Peak Oil?

At ASPO’s recent conference in Berlin, companies such as BP and Exxon and men such as Fatih Birol, chief economist of the International Energy Agency, began to talk to the proponents of the peak oil theory.

Whilst they may not agree with Dr Campbell’s theories, their attendance highlighted ASPO’s emerging importance in the oil debate.

In public, Mr Birol denied that supply would not be able to meet rising demand, especially from the buoyant economies in the USA, China and India.

But after his speech he seemed to change his tune.

For the time being there is no spare capacity. But we expect demand to increase by the fourth quarter (of the year) by three million barrels a day.

He pinned his hopes for an increase in production squarely on troubled Saudi Arabia.

If Saudi does not increase supply by 3 million barrels a day by the end of the year we will face, how can I say this, it will be very difficult. We will have difficult times. They must invest.
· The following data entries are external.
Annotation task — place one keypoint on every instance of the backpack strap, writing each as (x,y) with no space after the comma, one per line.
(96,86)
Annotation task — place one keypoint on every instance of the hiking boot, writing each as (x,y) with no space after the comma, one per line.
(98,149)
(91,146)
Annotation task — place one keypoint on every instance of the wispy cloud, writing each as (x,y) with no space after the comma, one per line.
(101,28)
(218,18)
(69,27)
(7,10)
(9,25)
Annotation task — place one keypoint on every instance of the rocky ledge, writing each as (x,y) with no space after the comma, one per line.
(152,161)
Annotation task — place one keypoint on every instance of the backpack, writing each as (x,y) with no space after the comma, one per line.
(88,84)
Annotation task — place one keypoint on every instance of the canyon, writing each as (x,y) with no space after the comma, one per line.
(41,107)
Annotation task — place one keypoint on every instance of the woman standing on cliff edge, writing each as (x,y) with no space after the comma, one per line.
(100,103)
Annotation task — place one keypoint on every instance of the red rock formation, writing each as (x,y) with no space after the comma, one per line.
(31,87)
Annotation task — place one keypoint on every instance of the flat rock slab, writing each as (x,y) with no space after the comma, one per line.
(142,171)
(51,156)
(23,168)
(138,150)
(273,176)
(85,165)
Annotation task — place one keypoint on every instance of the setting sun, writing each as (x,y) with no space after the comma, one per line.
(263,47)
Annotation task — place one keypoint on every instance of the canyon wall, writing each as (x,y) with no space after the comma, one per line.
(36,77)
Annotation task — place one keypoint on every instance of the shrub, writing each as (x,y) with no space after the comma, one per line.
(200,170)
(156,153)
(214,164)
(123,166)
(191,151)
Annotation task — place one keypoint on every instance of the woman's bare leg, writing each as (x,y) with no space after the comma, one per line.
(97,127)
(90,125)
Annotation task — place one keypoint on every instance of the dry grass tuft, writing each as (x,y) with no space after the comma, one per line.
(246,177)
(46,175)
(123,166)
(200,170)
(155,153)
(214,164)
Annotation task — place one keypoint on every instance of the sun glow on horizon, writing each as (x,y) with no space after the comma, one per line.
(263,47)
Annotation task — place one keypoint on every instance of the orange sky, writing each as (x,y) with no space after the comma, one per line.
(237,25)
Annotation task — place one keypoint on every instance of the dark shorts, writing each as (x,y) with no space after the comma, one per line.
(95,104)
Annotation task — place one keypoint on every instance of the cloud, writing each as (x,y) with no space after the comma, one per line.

But even Mr Birol admitted that Saudi production was about flat.

Three million extra barrels a day would mean a huge 30% leap in output in just a few months.

When BBC News Online followed up by asking if this giant increase in production was actually possible rather than simply a desire he refused to answer. You are from the press? This is not for you. This is not for the press.

Asking other delegates—admittedly supporters of the peak oil theory—whether such a steep increase was feasible, the answers were unambiguous: absolutely out of the question, completely impossible, and 3 million barrels—never, not even 300,000.

One delegate laughed so hard he had to support himself on a table.

Some recent figures tend to back up ASPO’s outlook.

North Sea production is declining at an increasing rate, having peaked in 1999.

Not at the predicted flat rate of decline of 7%, but gradually accelerating from 7% to 8.5% to 11%.

And the number of major new oil fields discovered around the world fell to zero for the first time in 2003, despite an obvious increase in technological expertise.

BBC

The Guardian takes up the story today:

The world’s problem is as follows. We now consume six barrels of oil for every new barrel we discover. Major oil finds (of over 500m barrels) peaked in 1964. In 2000, there were 13 such discoveries, in 2001 six, in 2002 two and in 2003 none. Three major new projects will come onstream in 2007 and three in 2008. For the following years, none have yet been scheduled.